No, that's exactly the opposite of what I'm saying! Ability/VO2MAX is what matters in terms of recovery, NOT mileage done by week. Know why? There are many 17:30 min 5k guys around, that run a 100 mpw. Their VO2MAX is only around 60. You wanna throw an intense training load on them just because they run high mileage? They will be chronically fatigued. They can only use 3600 ml of oxygen per minute. World-class runners with a VO2MAX of 80 can consume close to 5000 ml of pure oxygen/minute, which is HUGE. That's 39% more oxygen consumption than of the 17:30 min 5k guy, with both doing the same 100 mpw!
Even if you just look at the raw amount of air that is being consumed, elites consume about 170 liters of air per minute - just imagine that! An average 17:30 min 5k HS runner consumes maybe 130 liters.
Setting the training load of threshold and higher intensity intervals to a percentage of weekly mileage is one of the big flaws of Daniel's system. He just assumes that aerobic capacity doesn't matter and everyone recovers at the same rate. An elite can do 6xMile or 10x1k at a fast pace and come back two days later for another workout, a HS kid with low VO2MAX will be fried for days, even if he is doing the same amount of running as the elite (probably 80 mpw vs 100 mpw taking into consideration the difference in speeds).

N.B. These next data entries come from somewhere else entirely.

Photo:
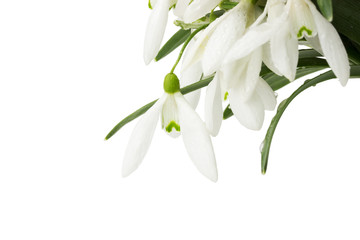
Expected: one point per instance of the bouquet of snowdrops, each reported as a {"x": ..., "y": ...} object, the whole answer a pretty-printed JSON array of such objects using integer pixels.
[{"x": 242, "y": 51}]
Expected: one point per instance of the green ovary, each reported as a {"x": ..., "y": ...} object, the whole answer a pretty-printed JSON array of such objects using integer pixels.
[
  {"x": 304, "y": 29},
  {"x": 172, "y": 125}
]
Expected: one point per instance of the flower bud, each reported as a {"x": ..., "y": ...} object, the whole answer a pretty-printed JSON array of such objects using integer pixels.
[{"x": 171, "y": 83}]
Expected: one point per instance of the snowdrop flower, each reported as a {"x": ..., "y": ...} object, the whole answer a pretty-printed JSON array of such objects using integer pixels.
[
  {"x": 307, "y": 21},
  {"x": 156, "y": 27},
  {"x": 198, "y": 8},
  {"x": 249, "y": 95},
  {"x": 191, "y": 75},
  {"x": 250, "y": 112},
  {"x": 177, "y": 117},
  {"x": 215, "y": 41},
  {"x": 279, "y": 38}
]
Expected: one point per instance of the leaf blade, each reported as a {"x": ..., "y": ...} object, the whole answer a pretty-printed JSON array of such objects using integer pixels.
[
  {"x": 355, "y": 73},
  {"x": 175, "y": 41}
]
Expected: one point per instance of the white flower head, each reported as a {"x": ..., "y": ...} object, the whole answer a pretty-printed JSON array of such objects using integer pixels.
[{"x": 177, "y": 117}]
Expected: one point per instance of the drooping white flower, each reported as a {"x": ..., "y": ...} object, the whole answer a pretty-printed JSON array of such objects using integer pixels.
[
  {"x": 191, "y": 75},
  {"x": 215, "y": 41},
  {"x": 249, "y": 95},
  {"x": 177, "y": 117},
  {"x": 156, "y": 27}
]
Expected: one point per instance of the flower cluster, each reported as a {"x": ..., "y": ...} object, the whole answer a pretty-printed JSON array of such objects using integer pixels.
[{"x": 233, "y": 46}]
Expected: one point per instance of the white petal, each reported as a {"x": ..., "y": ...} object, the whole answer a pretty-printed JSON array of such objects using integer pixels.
[
  {"x": 224, "y": 36},
  {"x": 249, "y": 113},
  {"x": 170, "y": 122},
  {"x": 141, "y": 137},
  {"x": 284, "y": 51},
  {"x": 268, "y": 59},
  {"x": 332, "y": 47},
  {"x": 213, "y": 106},
  {"x": 252, "y": 73},
  {"x": 181, "y": 7},
  {"x": 198, "y": 8},
  {"x": 314, "y": 43},
  {"x": 190, "y": 76},
  {"x": 252, "y": 40},
  {"x": 232, "y": 73},
  {"x": 266, "y": 94},
  {"x": 302, "y": 21},
  {"x": 196, "y": 139},
  {"x": 155, "y": 30}
]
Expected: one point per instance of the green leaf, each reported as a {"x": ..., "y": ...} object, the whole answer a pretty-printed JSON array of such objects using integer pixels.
[
  {"x": 355, "y": 73},
  {"x": 176, "y": 40},
  {"x": 326, "y": 9},
  {"x": 346, "y": 18},
  {"x": 200, "y": 84}
]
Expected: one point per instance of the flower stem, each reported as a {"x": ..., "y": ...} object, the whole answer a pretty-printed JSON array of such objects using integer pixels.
[{"x": 185, "y": 45}]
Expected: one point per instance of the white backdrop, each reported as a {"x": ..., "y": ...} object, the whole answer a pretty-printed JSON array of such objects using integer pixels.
[{"x": 70, "y": 70}]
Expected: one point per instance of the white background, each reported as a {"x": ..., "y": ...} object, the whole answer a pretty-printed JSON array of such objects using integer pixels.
[{"x": 70, "y": 70}]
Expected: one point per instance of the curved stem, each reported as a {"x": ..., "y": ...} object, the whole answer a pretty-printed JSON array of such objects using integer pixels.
[{"x": 185, "y": 45}]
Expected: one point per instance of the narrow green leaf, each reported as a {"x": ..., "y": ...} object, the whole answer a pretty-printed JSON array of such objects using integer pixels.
[
  {"x": 355, "y": 73},
  {"x": 195, "y": 86},
  {"x": 326, "y": 9},
  {"x": 176, "y": 40},
  {"x": 227, "y": 5}
]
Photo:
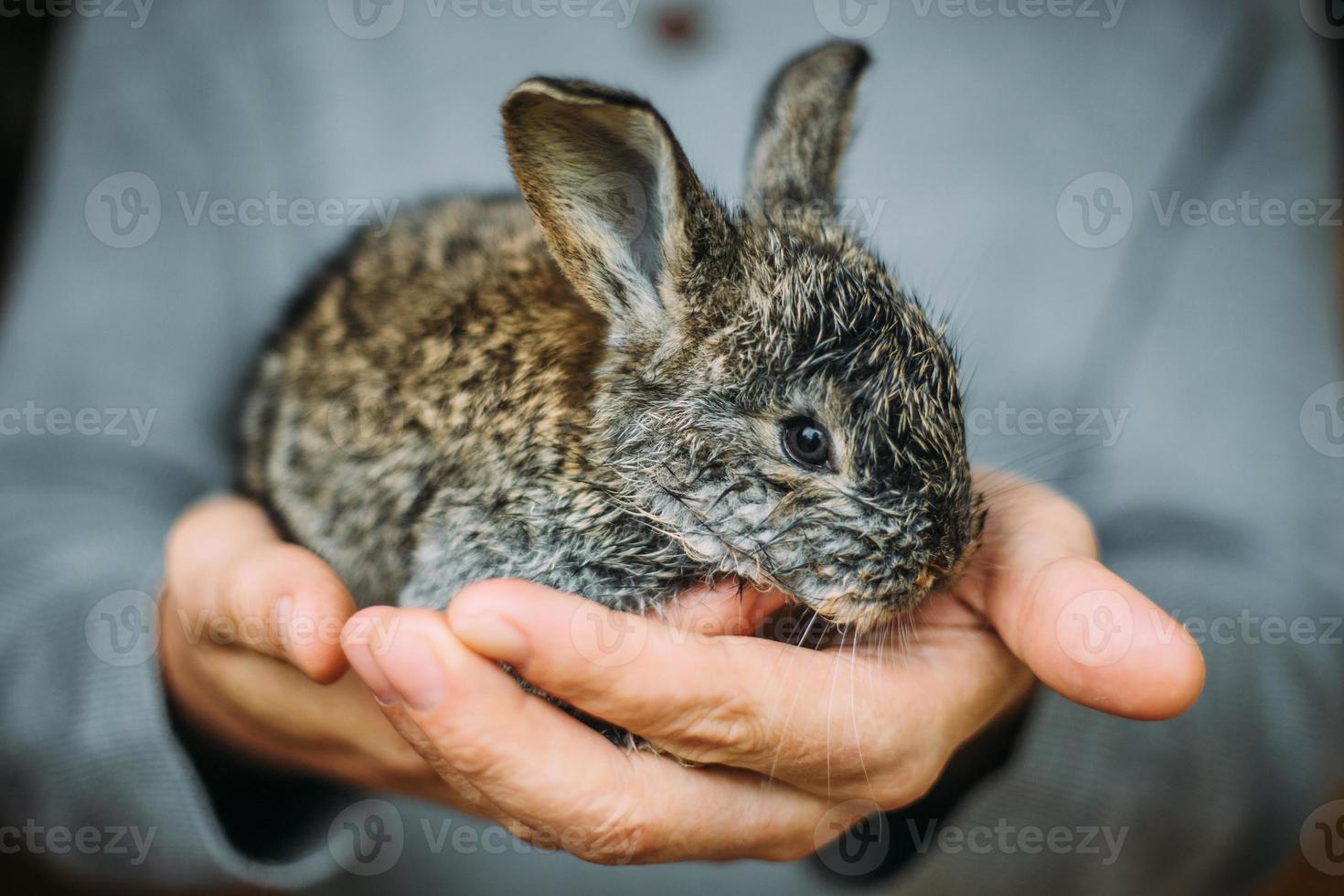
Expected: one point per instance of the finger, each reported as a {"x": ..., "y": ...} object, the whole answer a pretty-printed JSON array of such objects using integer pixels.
[
  {"x": 728, "y": 607},
  {"x": 552, "y": 778},
  {"x": 1080, "y": 627},
  {"x": 828, "y": 721},
  {"x": 234, "y": 581}
]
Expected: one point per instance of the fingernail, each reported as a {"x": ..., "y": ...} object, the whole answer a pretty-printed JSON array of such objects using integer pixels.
[
  {"x": 413, "y": 670},
  {"x": 489, "y": 635},
  {"x": 366, "y": 667}
]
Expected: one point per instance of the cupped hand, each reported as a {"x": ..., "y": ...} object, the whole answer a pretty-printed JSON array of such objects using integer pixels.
[
  {"x": 251, "y": 633},
  {"x": 792, "y": 743}
]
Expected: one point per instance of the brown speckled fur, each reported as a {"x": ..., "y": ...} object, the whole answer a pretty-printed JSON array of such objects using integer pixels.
[{"x": 586, "y": 389}]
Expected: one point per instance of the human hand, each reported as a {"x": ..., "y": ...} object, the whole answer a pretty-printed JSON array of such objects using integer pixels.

Trying to deal with a lack of talent by copying the training of elites is not going to work and will lead to burn-out, overtraining and injuries. Ingebrigtsen training is not gonna turn a 55 VO2MAX with a lifetime best of 17:30 into a 80 VO2MAX 13:30 runner. TALENT is what makes runners fast, and not "TRAINING is what makes talented and untalented runners fast".
I’m a D2 female runner. Our coach explicitly told us not to visit LetsRun forums.